Monumenten

IJsselstein heeft niet zo'n mooi poortgebouw als Montfoort, maar wél het unieke brandspuithuisje bij de IJsselpoort. Dit jaar bestaat het 400 jaar. Een corona trotserend enthousiast echtpaar exploiteert achter dit schilderachtige trapgeveltje het kleinste restaurant van Nederland. Zij hebben niet alleen aandacht voor koken, maar ook voor het behoud van het monumentale pandje. Monumentenbehoud vergt veel geld en toewijding. Als lid van een erfgoedcommissie loop ik daar regelmatig tegenaan. Voorbeeld: iemand met geld koopt een oude boerderij. Gelukkig is hij geen sloopgerichte grondspeculant, maar eigenlijk wil hij geen boerderij, maar een villa. En dan komen de argumenten; onderhoud is duur, de technische staat is slecht. Met slopen en herbouwen krijg je toch weer iets moois? Ik denk dan aan iemand die een oude T-Ford koopt en de vermolmde spaakwielen vervangt door lichtmetalen velgen. Als je zulke mensen hun zin geeft wordt de boerderij omgetoverd tot ‘boerderette': een soort luxe villa. De voorgevel blijft misschien overeind, maar het rieten dak wordt vervangen door een pannendak, wellicht ook nog duurzaam overdekt met het zwart glanzende ruitjespapier van zonnepanelen en met grote dakkapellen voor de slaapkamers.

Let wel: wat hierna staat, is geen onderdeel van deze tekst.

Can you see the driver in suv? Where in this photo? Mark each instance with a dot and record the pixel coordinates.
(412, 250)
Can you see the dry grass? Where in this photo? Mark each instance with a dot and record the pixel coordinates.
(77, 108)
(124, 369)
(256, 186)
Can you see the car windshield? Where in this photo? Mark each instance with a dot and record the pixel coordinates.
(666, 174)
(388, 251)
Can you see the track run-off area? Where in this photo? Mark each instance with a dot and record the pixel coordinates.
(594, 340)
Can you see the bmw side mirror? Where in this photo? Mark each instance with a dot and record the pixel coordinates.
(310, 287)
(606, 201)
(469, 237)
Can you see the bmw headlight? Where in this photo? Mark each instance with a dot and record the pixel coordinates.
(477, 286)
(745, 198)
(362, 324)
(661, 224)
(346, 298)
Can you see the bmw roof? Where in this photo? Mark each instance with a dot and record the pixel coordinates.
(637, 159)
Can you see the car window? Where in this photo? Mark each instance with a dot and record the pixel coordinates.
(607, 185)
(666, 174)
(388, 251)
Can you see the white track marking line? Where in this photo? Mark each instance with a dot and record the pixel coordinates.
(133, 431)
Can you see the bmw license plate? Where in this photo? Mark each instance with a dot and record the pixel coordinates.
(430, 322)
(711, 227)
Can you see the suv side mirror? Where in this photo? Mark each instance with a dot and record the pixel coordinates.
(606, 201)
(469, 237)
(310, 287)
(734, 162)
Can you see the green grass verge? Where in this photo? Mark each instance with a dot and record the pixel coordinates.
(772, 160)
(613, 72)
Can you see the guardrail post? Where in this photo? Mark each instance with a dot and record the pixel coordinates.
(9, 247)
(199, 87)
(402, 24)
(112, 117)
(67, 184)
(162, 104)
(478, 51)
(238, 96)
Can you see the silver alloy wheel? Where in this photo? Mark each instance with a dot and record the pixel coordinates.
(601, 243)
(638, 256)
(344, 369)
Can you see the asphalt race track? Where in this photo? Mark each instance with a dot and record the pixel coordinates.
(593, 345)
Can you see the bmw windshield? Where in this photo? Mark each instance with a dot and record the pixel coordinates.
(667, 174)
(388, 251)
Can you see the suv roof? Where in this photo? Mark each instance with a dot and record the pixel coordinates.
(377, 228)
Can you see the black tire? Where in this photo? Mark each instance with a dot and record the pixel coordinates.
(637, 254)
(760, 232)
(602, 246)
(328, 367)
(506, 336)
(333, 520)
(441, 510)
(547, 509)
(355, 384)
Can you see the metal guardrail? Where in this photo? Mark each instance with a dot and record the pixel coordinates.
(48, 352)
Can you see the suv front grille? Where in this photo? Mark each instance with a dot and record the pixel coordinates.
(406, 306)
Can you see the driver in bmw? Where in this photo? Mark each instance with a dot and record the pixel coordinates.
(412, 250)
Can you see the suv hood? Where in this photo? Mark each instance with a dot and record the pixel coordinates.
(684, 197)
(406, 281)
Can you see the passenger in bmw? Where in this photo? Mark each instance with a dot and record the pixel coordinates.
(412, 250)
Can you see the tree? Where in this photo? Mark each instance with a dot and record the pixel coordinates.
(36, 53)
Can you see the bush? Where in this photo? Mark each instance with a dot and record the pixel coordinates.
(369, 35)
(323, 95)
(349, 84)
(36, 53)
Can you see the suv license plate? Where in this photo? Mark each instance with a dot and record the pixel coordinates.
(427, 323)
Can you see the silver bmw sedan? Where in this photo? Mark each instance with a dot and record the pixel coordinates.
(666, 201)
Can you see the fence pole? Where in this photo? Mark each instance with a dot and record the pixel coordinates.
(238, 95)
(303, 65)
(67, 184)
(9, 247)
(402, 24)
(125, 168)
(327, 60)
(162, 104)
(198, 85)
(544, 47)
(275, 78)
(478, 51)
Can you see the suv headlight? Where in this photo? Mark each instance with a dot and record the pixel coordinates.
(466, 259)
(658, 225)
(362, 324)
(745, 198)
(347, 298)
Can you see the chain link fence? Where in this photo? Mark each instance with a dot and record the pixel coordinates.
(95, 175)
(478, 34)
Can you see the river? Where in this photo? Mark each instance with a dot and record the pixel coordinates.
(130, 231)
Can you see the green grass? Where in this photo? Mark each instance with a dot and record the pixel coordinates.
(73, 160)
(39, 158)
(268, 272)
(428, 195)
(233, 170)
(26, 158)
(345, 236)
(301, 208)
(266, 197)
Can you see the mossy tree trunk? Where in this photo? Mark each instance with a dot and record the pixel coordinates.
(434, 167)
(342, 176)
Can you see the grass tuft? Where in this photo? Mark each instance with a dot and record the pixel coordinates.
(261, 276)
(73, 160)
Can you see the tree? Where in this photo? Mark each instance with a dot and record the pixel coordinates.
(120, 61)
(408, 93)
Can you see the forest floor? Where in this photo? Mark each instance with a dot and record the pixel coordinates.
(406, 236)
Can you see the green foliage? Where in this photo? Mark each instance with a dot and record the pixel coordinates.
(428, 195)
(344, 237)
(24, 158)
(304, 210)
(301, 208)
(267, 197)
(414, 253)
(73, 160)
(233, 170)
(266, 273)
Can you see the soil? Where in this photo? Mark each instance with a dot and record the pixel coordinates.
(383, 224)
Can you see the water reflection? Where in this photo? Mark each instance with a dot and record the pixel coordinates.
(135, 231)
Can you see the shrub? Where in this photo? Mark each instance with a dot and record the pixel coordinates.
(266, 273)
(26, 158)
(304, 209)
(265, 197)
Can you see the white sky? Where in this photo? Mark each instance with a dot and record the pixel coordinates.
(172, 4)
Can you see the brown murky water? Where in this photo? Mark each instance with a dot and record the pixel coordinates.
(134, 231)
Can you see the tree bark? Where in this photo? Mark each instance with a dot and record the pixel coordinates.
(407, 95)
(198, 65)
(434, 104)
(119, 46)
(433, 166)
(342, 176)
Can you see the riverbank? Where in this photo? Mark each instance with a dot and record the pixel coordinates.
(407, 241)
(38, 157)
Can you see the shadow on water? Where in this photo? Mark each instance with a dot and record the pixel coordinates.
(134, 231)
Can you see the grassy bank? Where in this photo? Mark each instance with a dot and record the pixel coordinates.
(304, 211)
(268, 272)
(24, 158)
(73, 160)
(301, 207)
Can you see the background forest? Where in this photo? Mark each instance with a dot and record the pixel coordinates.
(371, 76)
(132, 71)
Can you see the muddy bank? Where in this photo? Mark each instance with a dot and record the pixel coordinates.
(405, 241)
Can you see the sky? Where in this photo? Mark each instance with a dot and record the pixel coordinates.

In de achtergevel komt een enorme glaspui, zodat je vanuit je designzithoek kunt genieten van het weidse uitzicht. En om de kosten te reduceren worden stal en hooiberg omgebouwd tot verhuurbare appartementen. Als de commissie dwarsligt laat een eigenaar soms het verval zijn werk doen, of de boerderij brandt stomtoevallig af op oudejaarsavond. Je kunt de eigenaar ook schoorvoetend zijn zin geven, maar wees dan niet verbaasd als hij later de boel met dikke winst doorverkoopt en naar Frankrijk verhuist.